Certains sénateurs ont protesté énergiquement contre leur renvoi, ils ont brandi la constitution pour exercer leur droit, mais Jovenel Moïse ne cédait pas. À l’époque, le 58e président de la république avait des velléités dictatoriales, et diriger sans le pouvoir législatif était une opportunité idéale pour mettre à dessein ses projets.

En ce début d’année 2022, sans président de la république, le pays s’enlise dans un débat déchirant, qui enflamme les médias et agite la sphère politique. Les opinions sont divisées, les explications contradictoires. Différemment de 2020, où le pays avait un président en fonction même s’il était décrié et faisait face à un ensemble de revendications qui fragilisait son pouvoir, il jouissait d’un certain regard sur les institutions, aujourd’hui c’est un pouvoir concentré entre les mains d’un seul homme, un premier ministre de facto, qui lui, ne jouit d’aucune légitimité, mais dispose d’un pouvoir sans bornes. Néanmoins, sa situation est d’autant plus fragile que Jovenel Moïse en 2020, les 10 sénateurs restants sont les seuls élus issus de suffrage universel, ils symbolisent, tant bien que mal, ce qui reste encore de la démocratie en Haïti, les renvoyer selon certaines personnes, c’est mettre fin au peu de démocratie « caricaturale » du pays.

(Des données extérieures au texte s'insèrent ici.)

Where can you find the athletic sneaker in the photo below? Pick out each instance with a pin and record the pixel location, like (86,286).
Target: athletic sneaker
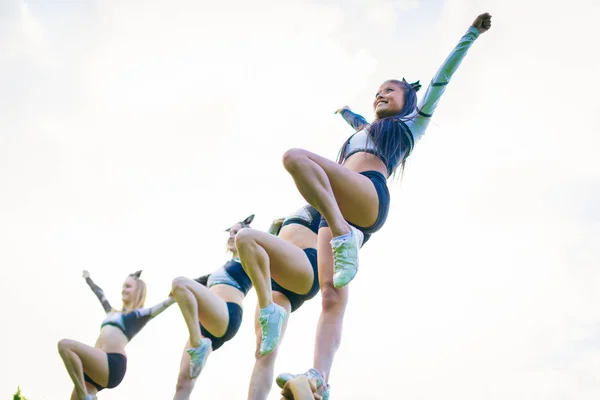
(312,374)
(198,357)
(271,320)
(345,257)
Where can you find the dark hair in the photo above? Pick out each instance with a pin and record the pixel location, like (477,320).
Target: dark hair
(203,280)
(390,135)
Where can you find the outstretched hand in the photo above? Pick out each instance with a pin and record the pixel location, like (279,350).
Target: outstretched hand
(483,22)
(339,110)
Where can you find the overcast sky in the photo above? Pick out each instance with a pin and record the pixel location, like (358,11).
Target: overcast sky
(131,135)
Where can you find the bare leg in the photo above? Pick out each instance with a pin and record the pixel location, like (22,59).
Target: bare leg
(329,328)
(264,255)
(337,192)
(264,366)
(78,358)
(90,390)
(185,384)
(197,303)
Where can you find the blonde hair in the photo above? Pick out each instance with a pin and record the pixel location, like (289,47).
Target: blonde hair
(140,294)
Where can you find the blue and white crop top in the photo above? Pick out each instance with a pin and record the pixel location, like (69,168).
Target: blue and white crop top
(130,323)
(232,274)
(415,124)
(307,216)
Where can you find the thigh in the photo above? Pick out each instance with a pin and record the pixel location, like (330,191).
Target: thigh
(212,310)
(325,257)
(355,193)
(290,267)
(94,361)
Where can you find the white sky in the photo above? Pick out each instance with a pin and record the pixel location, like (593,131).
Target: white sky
(131,135)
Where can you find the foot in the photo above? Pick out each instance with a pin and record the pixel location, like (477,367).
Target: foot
(345,257)
(312,374)
(271,321)
(198,357)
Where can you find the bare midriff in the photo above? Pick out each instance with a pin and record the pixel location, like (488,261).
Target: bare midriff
(299,235)
(363,161)
(111,340)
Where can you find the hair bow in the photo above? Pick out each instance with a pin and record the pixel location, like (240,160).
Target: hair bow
(136,274)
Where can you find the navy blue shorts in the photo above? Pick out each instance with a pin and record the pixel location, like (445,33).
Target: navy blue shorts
(117,365)
(383,194)
(296,300)
(235,321)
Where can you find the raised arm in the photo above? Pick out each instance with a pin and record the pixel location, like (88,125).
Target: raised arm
(436,88)
(98,292)
(276,226)
(356,121)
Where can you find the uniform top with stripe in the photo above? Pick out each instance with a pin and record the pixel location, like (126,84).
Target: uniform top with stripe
(414,125)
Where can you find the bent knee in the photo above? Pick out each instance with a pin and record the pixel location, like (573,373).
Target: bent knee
(179,283)
(293,157)
(332,298)
(245,237)
(184,383)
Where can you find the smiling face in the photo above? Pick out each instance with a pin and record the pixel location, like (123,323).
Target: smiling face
(235,228)
(389,99)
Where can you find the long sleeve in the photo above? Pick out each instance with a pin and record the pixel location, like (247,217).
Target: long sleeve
(430,100)
(356,121)
(100,294)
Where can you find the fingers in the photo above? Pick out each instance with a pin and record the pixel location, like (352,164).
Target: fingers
(483,22)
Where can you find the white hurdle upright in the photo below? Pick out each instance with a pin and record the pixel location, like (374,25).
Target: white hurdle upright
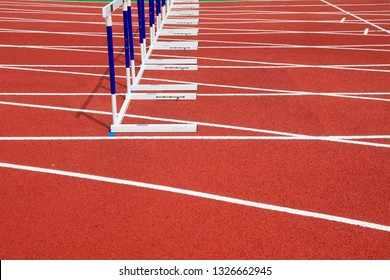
(136,91)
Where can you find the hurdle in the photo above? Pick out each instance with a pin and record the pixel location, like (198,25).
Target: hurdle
(136,91)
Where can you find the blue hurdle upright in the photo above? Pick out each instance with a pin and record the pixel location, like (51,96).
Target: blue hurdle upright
(136,91)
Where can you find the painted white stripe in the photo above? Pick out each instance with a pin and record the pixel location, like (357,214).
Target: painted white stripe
(272,132)
(357,17)
(201,138)
(204,84)
(202,195)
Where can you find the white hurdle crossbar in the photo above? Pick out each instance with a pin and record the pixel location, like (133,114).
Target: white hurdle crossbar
(147,92)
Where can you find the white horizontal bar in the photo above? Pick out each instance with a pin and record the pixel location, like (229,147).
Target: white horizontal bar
(185,6)
(191,45)
(164,87)
(154,128)
(171,67)
(111,7)
(164,96)
(171,61)
(185,1)
(184,13)
(183,21)
(179,32)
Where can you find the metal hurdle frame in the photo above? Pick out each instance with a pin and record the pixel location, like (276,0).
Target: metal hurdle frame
(132,80)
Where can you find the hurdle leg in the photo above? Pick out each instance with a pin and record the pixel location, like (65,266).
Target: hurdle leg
(110,47)
(126,41)
(131,40)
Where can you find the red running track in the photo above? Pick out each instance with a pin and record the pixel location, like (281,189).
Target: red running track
(298,74)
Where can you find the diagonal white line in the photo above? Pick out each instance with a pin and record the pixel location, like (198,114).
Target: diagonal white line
(357,17)
(202,195)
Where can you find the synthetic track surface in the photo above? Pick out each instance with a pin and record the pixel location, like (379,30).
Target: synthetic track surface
(291,159)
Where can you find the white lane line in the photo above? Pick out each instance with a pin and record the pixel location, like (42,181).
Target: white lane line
(263,65)
(357,17)
(272,132)
(198,83)
(203,195)
(201,138)
(227,94)
(78,110)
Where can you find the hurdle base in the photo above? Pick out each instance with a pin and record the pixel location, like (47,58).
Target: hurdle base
(154,128)
(162,96)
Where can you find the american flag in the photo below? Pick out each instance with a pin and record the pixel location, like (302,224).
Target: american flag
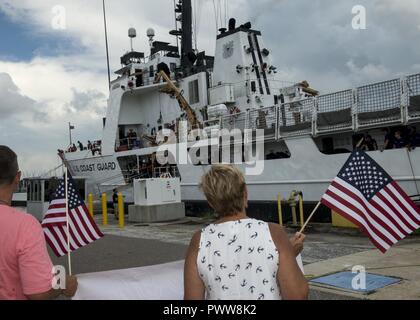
(82,228)
(367,196)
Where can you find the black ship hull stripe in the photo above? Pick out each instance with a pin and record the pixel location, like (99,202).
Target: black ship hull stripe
(254,58)
(267,86)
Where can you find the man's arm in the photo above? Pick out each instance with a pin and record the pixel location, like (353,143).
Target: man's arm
(35,266)
(293,284)
(193,285)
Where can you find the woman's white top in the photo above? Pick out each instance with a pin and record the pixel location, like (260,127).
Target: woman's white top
(238,260)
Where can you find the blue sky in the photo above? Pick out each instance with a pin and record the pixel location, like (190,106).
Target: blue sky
(22,41)
(47,75)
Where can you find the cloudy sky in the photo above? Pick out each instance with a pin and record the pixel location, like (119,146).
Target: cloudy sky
(53,73)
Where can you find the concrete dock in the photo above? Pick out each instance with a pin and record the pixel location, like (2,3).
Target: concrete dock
(327,251)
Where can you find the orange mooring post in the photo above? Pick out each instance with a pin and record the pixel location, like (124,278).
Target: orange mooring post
(302,217)
(90,204)
(121,213)
(280,209)
(104,210)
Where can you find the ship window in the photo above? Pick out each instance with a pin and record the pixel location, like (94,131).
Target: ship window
(194,92)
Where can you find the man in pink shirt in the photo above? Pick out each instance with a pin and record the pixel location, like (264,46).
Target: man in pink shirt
(26,270)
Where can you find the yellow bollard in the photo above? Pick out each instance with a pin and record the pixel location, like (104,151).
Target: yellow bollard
(90,204)
(121,211)
(280,209)
(302,217)
(104,210)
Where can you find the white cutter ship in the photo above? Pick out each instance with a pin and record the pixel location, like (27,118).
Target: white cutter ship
(307,136)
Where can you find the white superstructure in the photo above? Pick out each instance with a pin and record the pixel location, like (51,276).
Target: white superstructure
(307,136)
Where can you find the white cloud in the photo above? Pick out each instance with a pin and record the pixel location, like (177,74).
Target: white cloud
(310,40)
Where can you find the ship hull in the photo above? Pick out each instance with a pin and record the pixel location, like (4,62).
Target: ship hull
(307,170)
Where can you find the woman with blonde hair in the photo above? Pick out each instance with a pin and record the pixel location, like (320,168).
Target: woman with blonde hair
(238,258)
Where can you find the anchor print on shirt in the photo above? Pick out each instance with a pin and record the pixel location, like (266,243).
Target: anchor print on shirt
(235,238)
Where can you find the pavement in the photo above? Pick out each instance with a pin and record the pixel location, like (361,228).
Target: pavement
(327,251)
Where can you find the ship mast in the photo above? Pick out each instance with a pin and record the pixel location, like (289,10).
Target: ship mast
(184,11)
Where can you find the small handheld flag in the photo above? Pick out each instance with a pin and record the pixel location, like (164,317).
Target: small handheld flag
(367,196)
(80,226)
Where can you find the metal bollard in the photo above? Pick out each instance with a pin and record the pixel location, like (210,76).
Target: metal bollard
(121,214)
(104,210)
(280,209)
(90,204)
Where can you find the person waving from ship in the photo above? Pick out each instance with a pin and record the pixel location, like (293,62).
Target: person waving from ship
(238,258)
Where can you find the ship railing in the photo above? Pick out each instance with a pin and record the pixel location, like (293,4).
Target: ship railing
(168,171)
(296,118)
(380,103)
(264,119)
(235,121)
(413,97)
(334,112)
(393,102)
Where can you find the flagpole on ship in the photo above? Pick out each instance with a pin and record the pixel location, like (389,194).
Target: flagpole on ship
(68,220)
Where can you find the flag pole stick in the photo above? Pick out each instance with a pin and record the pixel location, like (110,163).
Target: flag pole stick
(67,217)
(310,217)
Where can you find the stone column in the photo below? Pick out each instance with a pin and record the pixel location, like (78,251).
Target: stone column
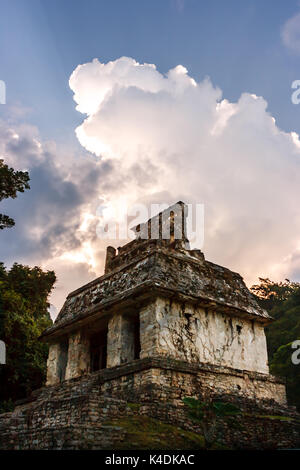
(120,340)
(52,362)
(78,355)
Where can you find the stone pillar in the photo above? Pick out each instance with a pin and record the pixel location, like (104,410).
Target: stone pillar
(52,362)
(149,329)
(78,355)
(120,340)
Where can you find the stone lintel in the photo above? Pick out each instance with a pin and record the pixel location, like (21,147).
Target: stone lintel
(139,295)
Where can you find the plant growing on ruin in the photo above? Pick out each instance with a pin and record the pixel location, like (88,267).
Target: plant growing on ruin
(11,182)
(24,315)
(206,413)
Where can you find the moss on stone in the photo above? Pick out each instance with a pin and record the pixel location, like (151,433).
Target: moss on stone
(142,432)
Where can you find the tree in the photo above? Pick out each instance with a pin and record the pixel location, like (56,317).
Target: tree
(11,182)
(24,315)
(282,300)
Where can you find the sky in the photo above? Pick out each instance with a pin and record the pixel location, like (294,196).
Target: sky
(178,99)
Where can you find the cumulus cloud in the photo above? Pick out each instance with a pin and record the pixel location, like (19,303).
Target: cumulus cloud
(172,137)
(55,226)
(290,33)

Plusieurs options s’offrent à nous aujourd’hui en termes de décisions à prendre. Faut-il chercher la vérité constitutionnelle pour connaitre le sort des sénateurs, sachant qu’il n’y en a pas, par rapport au vide constitutionnel ? D’ailleurs, il faut se rendre à l’évidence que le pays n’évolue pas dans un cadre légal. La constitution de 1987, n’est plus en vigueur. Il n’y a pas de cour constitutionnel pour trancher sur des sujets polémiques, interprétés différemment suivant les intérêts en présence. Le premier ministre de facto n’a pas les provisions légales pour mettre fin au mandat des sénateurs, même s’ils n’ont aucun pouvoir depuis 2020. La situation actuelle n’est pas anodine, elle est le fruit de la mauvaise gouvernance, de l’irresponsabilité des sénateurs eux-mêmes qui n’ont jamais été à la hauteur de leurs tâches.

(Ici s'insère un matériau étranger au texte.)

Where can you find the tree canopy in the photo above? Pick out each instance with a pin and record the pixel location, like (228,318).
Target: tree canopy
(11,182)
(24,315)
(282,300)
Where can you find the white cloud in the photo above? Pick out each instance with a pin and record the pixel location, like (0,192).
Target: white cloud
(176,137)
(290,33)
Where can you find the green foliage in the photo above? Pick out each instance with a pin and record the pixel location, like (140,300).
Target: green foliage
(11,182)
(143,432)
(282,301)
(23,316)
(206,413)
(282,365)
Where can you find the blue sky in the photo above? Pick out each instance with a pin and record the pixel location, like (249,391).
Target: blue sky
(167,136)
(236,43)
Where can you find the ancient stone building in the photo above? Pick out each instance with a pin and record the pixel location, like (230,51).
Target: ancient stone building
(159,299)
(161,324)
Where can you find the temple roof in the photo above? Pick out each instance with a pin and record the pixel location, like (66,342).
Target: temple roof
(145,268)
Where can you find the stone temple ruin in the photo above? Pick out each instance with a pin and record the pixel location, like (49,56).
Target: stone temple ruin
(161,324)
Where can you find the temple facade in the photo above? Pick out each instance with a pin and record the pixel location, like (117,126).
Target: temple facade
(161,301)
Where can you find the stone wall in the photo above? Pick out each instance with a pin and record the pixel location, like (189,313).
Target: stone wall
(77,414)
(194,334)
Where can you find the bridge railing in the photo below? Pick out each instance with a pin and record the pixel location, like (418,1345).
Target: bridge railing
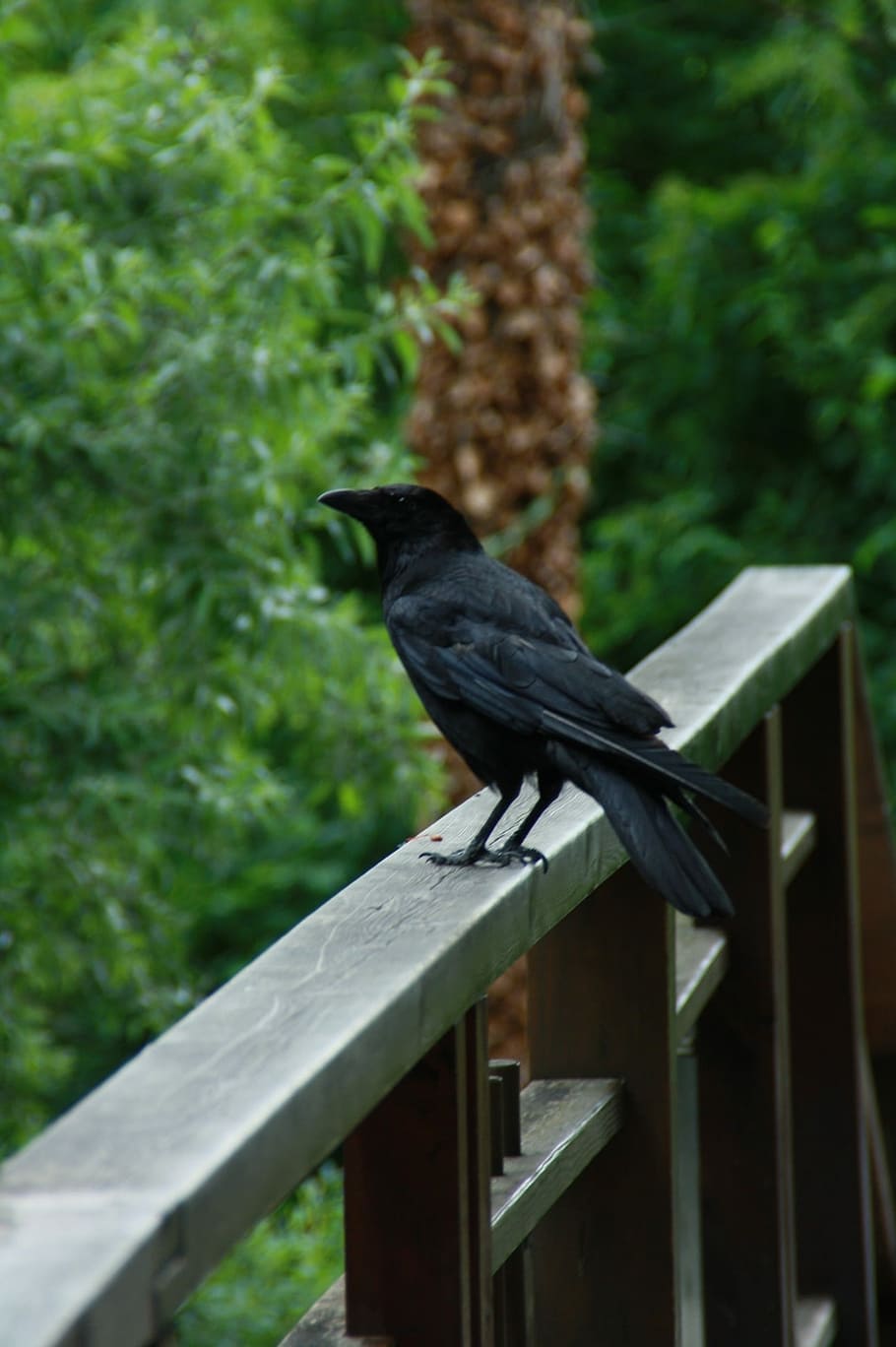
(690,1160)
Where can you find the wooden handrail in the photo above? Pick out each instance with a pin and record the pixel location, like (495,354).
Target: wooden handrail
(127,1201)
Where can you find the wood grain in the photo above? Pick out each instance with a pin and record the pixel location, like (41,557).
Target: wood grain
(125,1203)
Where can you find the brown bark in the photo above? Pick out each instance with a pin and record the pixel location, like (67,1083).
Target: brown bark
(509,420)
(508,423)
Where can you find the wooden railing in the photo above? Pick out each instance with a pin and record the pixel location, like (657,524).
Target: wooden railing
(690,1160)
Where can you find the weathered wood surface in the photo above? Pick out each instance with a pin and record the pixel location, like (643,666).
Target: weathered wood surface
(125,1203)
(815,1321)
(701,959)
(565,1123)
(834,1229)
(749,1269)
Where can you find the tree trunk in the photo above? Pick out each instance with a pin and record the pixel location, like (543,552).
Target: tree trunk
(505,425)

Au-delà du débat sur la fin du mandat des 10 sénateurs, il y a aujourd’hui, un homme qui est au cœur de la situation, il s’agit d’Ariel Henry. Ce dernier dispose d’un pouvoir inconstitutionnel qu’il exerce comme bon lui semble, mais surtout dans l’intérêt de ses maitres. Vraisemblablement, c’est lui qui aura le dernier mot. Va-t-il comme Jovenel Moïse dans un tweet, constater la fin du mandat des sénateurs ? On ne le sait pas, néanmoins, ce dossier est comme une épine dans ses pieds. C’est-à-dire c’est un dossier à double tranchant. Renvoyer les 10 sénateurs peut déboucher sur une nouvelle opposition politique dans le pays.

Certains sénateurs comme Joseph Lambert qui a un attachement viscéral au pouvoir politique promet déjà de tout faire pour ne pas se laisser faire. D’autres sénateurs « centristes » peuvent enfin prendre leurs responsabilités pour se positionner contre Ariel Henry. D’un autre côté Ariel Henry n’a absolument aucun intérêt à mettre fin au séjour des 10 sénateurs au parlement. Ils n’ont aucune force contraignante, ils ne servent plus à rien.

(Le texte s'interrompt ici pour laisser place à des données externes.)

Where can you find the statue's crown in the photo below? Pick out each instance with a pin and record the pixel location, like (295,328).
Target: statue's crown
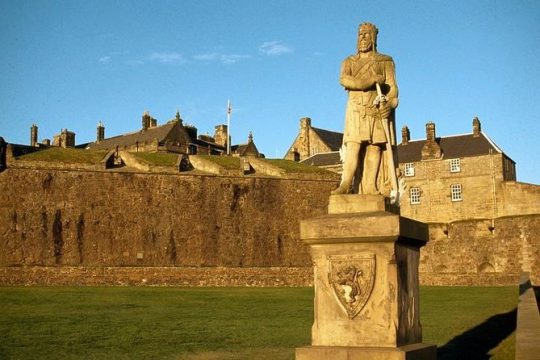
(368,27)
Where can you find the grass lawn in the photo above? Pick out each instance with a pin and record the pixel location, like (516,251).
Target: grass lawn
(223,323)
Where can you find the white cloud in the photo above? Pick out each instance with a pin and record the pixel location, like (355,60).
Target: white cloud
(168,58)
(233,58)
(135,62)
(104,59)
(206,57)
(274,48)
(223,58)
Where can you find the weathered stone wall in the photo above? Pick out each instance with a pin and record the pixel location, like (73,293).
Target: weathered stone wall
(483,252)
(163,276)
(74,218)
(518,198)
(96,227)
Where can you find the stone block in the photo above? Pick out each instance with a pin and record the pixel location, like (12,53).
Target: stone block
(407,352)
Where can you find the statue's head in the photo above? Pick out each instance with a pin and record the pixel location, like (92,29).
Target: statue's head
(367,37)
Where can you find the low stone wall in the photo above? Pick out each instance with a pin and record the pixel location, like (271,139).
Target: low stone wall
(157,276)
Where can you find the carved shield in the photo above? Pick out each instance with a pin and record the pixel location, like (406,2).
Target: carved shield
(352,278)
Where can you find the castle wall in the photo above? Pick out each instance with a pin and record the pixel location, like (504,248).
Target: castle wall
(84,218)
(61,227)
(483,252)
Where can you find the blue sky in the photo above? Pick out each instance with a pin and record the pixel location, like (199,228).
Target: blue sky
(70,64)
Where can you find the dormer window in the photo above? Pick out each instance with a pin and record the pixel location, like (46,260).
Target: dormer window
(409,169)
(414,195)
(455,192)
(455,165)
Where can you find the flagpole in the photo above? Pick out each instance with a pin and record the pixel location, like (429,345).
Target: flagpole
(228,127)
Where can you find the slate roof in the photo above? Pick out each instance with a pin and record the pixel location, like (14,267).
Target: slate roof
(333,139)
(323,159)
(147,136)
(457,146)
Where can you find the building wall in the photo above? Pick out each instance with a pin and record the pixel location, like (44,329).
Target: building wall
(481,181)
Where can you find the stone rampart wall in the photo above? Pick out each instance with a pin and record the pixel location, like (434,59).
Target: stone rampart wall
(162,276)
(78,218)
(483,252)
(93,227)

Aujourd’hui plus que jamais Ariel Henry doit rechercher l’adhésion des masses, il doit comprendre qu’il n’a pas carte blanche pour agir à l’encontre des intérêts collectifs. Le constat aujourd’hui, c’est que le pays s’enfonce davantage, les institutions n’existent plus, la police est divisée et inefficace, le peuple souffre on ne peut plus. La priorité ce n’est pas de statuer sur le sort de 10 sénateurs improductifs sans importance aucune, la priorité c’est de combattre l’insécurité en mettant fin au règne des gangs et de trouver un consensus pour élaborer un plan à un retour à la normale du pays, qui passe nécessairement par la mise en place des institutions et des dirigeants élus.